Auf Facebook hatte er Silbereisen schon »die mindeste geschmackliche Kompetenz« abgesprochen und einen Scherz versucht: »Ich bestehe aber nicht nur auf Texttreue, sondern auch darauf, dass meine Kinder, Enkel und Ur-Enkel wo- und wann-immer sie wollen, ›Indianer spielen dürfen‹; so wie hoffentlich auch junge Indigene ewig und überall auf der Welt ›alte weiße Männer‹ spielen dürfen sollen.«
Zwischen der ARD und der Gema besteht eine Rahmenvereinbarung, nach der Songtexte nicht verändert werden dürfen. Wie der Presse zu entnehmen ist, hat Silbereisen das Lage-Lied anscheinend schon im vergangenen August mit verändertem Text gesungen, bei der Sendung »Die Märchenschloss-Nacht« des MDR. Damals tobte im Sommerloch die große Winnetou-Diskussion, die von konservativer Seite als lächerlich hingestellt wurde. Dabei ist es doch so (Kurzfassung): »Die ›Winnetou‹-Romane von May und ihre Verfilmungen sind gesellschaftlich nicht tragbar«, stellte Tuncay Acar in dieser Zeitung fest.

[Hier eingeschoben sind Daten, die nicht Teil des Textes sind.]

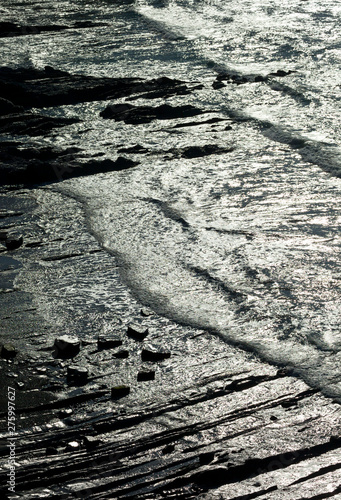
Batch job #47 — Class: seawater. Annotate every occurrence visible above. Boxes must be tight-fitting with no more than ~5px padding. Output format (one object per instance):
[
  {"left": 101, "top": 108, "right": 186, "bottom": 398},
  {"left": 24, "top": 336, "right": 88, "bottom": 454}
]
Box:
[{"left": 0, "top": 0, "right": 341, "bottom": 398}]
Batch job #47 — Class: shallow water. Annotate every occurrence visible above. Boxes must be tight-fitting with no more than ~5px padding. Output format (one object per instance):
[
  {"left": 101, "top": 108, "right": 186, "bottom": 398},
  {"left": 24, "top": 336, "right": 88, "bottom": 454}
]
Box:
[{"left": 0, "top": 0, "right": 341, "bottom": 397}]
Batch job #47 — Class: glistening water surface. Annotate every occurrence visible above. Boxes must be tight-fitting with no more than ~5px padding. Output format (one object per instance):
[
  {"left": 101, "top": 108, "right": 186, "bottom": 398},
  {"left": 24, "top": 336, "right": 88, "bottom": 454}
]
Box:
[{"left": 1, "top": 0, "right": 341, "bottom": 398}]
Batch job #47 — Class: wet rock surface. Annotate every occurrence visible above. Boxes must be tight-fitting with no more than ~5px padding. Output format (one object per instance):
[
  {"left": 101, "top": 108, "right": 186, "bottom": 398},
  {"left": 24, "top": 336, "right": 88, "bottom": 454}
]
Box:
[{"left": 0, "top": 21, "right": 105, "bottom": 38}]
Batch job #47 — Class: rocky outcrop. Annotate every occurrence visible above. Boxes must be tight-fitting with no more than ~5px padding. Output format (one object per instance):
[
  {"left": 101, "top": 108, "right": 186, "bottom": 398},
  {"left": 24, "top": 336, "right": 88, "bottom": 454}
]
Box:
[
  {"left": 0, "top": 21, "right": 106, "bottom": 38},
  {"left": 0, "top": 66, "right": 199, "bottom": 108},
  {"left": 100, "top": 103, "right": 203, "bottom": 125}
]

Man kann zwar Bücher vom Markt nehmen, aber man kann Wörter in Liedern nicht nach Belieben austauschen und aufführen, nur dann, wenn der Urheber es gestattet. »1000 und 1 Nacht (Zoom!)« gehört zu Dehms bekanntesten Songs, zusammen mit »Was wollen wir trinken«, gesungen von den Bots und »Now That You’re Gone«, gesungen von Joe Cocker. Ein geändertes Lage-Lied hatte Dehm schon einmal genehmigt für die Reklame einer Baumarktkette. Da hat es dann nicht »Zoom« gemacht, sondern »Toom«.
Im ersten Jahr der Pandemie adaptierte Dehm den alten Schlager »Marina« von Rocco Granata von 1959 und versah ihn mit neuem Text, der die allgemeine Corona-Politik geißelte. Ärger bekam er daraufhin mit der Linkspartei, die ihm verschwörungserzählerisches Gebaren vorwarf und sich von dem Lied distanzierte, nicht aber mit den Urhebern. Mittlerweile singt er das Lied in anderer Fassung. Was sonst noch geschah: Dehm soll von der Partei ausgeschlossen werden, wegen parteischädigenden Verhaltens. Ein Vorwurf lautet, man wüsste nicht, wann man es bei ihm mit dem Künstler und wann mit dem Politiker zu tun habe. Vielleicht weiß Florian Silbereisen mehr?